Under the construction given to section 7 by the opinion of the court, the plaintiff’s right to recover under the Act depends upon the pure happenstance of the use of this baffle chamber at some time as a hoistway. The plaintiff was exposed to no special danger or additional hazard by virtue of the fact that at some time during the construction of the building material had been hoisted through this opening. He would have been exposed to the same danger if the opening had never been used for that purpose. The opinion recognizes that the requirements of section 1 of the Act are designed as a remedy for the special hazards incident to the use of scaffolds and ladders and other equipment mentioned in that section. I think the same reasoning requires that the provisions of section 7 of the Act be limited to the special dangers created by hoisting or elevating operations on a construction site.

I would agree that the duty to barricade would continue under section 7 even after hoisting operations are terminated if the hoistway was a temporary opening which would eventually be sealed off. I adopt this reasoning because in this event the opening would constitute a special hazard that had been created by the hoisting operation, but that was not the situation in this case. The baffle chamber was a permanent opening in the structure and could not fulfill its intended function if barricaded. At some point in time someone would necessarily have had to remove whatever barricades were present. Any special dangers related to the hoisting ceased when the hoisting operation ceased, and in my opinion at that point in time the special protection afforded by section 7 of the Act terminated.

This court has held that the Structural Work Act was not intended by the legislature to cover any and all construction activities whatsoever. (Crafton v. Knight & Associates, Inc., 46 Ill.2d 533.) All activities carried on in the construction area do not enjoy the benefits of the Act.
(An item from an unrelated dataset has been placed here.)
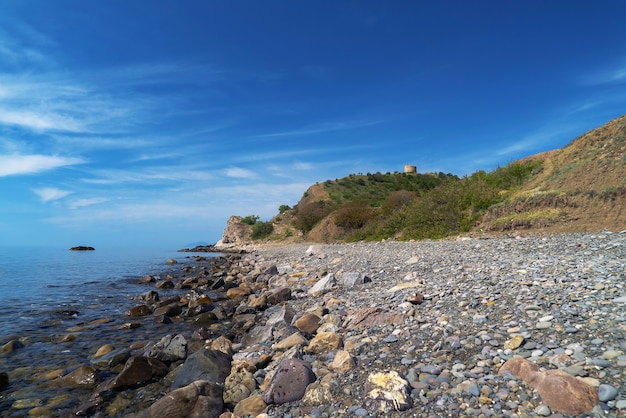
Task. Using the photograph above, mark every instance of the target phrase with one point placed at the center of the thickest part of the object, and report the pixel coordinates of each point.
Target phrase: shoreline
(477, 294)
The Act was designed to protect against certain specific extra-hazardous construction operations, and it is only when an injury has some connection with the hazards of the particular operation specified in the statute that relief may be had under the Act. Thus, in regard to section 7 of the Act, I believe that it is only when an injury has some connection with the extra-hazardous nature of hoisting or elevating materials within a building that a cause of action should be available under that section. In my dissent in McNellis v. Combustion Engineering, Inc., 58 Ill.2d 146, 152, I urged this same position in regard to section 1 of the Act. The opinion of the court in the case we are now considering has applied this theory which I have heretofore urged insofar as it relates to section 1 of the Act. I maintain that the same principle should be applied to section 7, which in my opinion would require a reversal of the judgment of the circuit court without remandment.

I concur with the remainder of the opinion.